Todos eles são acusados, com diferentes graus de participação, de fraude, extorsão, ameaças, apropriação indébita e participação em um grupo criminoso. A investigação levou ao esclarecimento de dez fatos e à quantificação de um dano econômico de 8.200 euros.
A investigação começou em 10 de dezembro de 2024, após uma denúncia que inicialmente apontava para uma possível apropriação indébita. As investigações do Departamento de Investigação de Torrevieja revelaram uma "rede organizada" com funções "perfeitamente diferenciadas", pois uma pessoa supostamente capturou a vítima, ganhou sua confiança simulando solvência e mostrando recibos de transferência que nunca foram pagos.
A partir daí, "com sucessivas desculpas", eram exigidas transferências regulares de dinheiro para contas fornecidas pela rede. Quando a vítima se recusava a continuar, recebia uma série de ameaças, inclusive contra membros da família, para forçar novas transferências.
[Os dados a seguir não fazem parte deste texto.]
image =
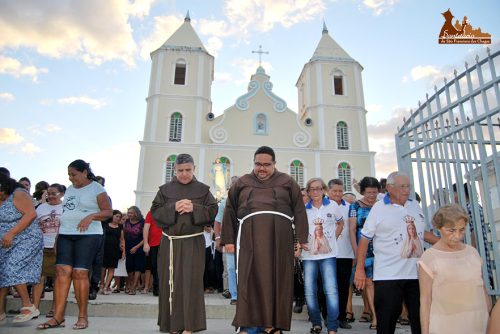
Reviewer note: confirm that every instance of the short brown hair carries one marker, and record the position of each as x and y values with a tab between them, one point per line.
449	215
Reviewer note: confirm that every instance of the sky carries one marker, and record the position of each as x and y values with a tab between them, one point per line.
74	74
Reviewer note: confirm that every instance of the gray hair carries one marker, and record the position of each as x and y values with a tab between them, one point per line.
137	211
184	158
393	175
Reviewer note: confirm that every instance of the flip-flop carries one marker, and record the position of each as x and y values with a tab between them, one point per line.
47	325
79	325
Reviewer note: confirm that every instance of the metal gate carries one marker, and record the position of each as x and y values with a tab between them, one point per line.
452	142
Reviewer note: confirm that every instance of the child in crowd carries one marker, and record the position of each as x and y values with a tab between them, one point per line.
452	294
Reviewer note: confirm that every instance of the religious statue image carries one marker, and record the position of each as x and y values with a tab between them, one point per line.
412	246
320	244
219	172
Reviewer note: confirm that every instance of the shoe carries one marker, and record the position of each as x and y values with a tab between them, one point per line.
365	317
23	317
315	329
226	294
299	304
344	324
92	295
81	325
47	325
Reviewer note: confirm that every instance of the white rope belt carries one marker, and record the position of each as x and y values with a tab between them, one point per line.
171	260
241	227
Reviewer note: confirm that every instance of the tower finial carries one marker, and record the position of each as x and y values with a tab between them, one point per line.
325	29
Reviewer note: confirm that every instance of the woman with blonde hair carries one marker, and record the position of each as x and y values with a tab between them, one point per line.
452	294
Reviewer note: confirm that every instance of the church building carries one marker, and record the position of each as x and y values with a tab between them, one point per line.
327	137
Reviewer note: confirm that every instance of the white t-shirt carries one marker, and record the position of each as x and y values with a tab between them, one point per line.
344	247
390	226
78	204
322	225
48	217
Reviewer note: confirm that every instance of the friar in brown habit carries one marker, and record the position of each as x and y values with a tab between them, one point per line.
265	260
181	209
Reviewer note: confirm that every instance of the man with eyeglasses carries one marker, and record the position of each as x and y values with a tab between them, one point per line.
261	209
395	271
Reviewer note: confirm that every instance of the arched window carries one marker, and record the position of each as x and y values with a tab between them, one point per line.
180	72
342	136
221	172
297	172
175	133
260	124
169	168
344	171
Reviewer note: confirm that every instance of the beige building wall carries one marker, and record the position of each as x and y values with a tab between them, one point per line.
258	117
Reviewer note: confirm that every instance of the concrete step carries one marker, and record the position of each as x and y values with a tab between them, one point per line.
146	306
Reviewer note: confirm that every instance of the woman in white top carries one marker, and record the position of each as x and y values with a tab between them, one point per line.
319	255
85	205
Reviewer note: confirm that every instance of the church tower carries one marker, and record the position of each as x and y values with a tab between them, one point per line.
178	103
331	102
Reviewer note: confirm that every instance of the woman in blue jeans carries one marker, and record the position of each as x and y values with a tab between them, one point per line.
319	255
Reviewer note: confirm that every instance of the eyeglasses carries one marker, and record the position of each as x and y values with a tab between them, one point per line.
265	165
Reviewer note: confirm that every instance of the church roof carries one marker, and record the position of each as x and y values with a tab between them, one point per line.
328	49
184	38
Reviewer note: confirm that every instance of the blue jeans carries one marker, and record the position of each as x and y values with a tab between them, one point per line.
231	275
328	270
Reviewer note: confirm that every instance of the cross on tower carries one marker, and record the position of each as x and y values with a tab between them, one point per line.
260	52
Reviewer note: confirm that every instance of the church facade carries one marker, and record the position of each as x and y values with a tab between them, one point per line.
327	137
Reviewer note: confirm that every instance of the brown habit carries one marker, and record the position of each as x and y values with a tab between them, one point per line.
188	305
265	267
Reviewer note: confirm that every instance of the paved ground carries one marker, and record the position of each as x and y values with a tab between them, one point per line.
120	313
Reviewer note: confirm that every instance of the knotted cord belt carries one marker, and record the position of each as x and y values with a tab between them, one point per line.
171	238
241	227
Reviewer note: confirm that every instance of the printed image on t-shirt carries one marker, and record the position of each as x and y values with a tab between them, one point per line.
412	245
320	244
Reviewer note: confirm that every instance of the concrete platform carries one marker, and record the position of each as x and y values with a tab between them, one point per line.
122	313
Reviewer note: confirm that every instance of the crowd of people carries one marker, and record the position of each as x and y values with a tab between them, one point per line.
281	247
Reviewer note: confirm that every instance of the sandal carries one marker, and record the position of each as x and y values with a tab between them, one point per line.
47	325
315	329
365	317
23	317
80	325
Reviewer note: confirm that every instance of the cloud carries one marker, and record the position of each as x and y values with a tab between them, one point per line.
30	148
13	67
381	138
43	129
421	72
223	77
10	136
8	97
379	6
96	104
265	14
247	68
94	31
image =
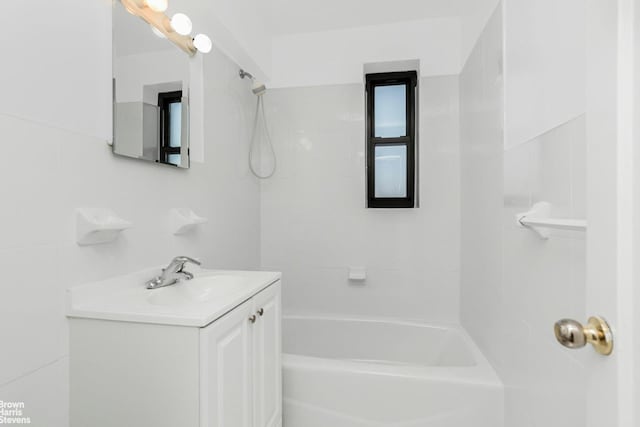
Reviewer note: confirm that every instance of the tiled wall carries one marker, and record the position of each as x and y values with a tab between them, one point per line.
56	159
514	285
315	224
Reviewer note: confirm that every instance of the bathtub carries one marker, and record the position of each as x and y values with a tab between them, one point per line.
356	372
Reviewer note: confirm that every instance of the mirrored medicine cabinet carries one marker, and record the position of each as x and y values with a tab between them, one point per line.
151	117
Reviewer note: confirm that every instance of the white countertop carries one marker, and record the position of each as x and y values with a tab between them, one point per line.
195	303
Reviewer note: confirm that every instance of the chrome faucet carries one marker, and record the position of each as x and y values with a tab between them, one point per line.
172	273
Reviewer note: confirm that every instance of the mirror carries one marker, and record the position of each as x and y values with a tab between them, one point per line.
151	87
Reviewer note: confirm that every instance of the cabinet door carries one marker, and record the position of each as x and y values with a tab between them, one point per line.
226	370
267	358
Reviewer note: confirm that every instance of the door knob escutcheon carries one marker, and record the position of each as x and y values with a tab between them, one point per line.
571	334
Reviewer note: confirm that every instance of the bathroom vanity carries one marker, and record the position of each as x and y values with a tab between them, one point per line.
200	353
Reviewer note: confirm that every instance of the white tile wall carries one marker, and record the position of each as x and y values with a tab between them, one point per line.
315	224
55	159
545	65
514	286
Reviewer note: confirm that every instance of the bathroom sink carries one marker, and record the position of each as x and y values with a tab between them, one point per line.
196	302
197	291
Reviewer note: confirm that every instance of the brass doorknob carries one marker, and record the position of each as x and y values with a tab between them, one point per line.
571	334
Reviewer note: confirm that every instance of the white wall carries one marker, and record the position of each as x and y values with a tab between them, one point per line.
53	138
481	187
336	57
545	62
315	224
514	286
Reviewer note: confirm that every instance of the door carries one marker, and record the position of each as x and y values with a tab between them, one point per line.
612	169
226	370
267	359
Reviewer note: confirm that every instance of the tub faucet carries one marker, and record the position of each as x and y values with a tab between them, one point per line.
172	273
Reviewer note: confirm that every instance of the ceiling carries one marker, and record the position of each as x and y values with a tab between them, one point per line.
131	35
303	16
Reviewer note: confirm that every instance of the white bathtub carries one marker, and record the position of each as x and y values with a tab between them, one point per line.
354	372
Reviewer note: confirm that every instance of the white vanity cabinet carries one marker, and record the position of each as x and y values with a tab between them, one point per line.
170	373
241	365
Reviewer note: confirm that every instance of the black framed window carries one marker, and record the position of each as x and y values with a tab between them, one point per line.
391	139
170	104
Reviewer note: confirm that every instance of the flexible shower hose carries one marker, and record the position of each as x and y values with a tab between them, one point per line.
254	139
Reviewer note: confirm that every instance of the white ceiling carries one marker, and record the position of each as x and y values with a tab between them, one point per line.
131	35
303	16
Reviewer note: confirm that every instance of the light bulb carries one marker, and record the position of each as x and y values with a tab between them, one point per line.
157	5
181	24
157	32
202	43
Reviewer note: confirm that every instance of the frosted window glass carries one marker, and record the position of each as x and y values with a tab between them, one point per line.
390	111
175	124
391	171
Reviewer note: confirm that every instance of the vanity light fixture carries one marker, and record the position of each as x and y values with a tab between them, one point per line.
177	29
181	24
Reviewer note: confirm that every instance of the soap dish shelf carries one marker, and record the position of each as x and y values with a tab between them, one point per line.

Por fim, o dinheiro era distribuído ou desviado para contas de terceiros ligados ao grupo.
Após analisar a documentação fornecida pela vítima e coletada pelos investigadores, os agentes conseguiram identificar as pessoas supostamente envolvidas, delimitar os papéis e reconstruir o circuito de desvio de fundos para terceiros ligados à rede.
O principal suspeito, um homem de 27 anos, após ser preso, foi colocado à disposição do Tribunal de Instrução número quatro de Torrevieja, que decretou sua libertação. As outras quatro pessoas, três homens com idades entre 24 e 43 anos e uma mulher de 27 anos, foram colocadas sob investigação e à disposição do mesmo tribunal.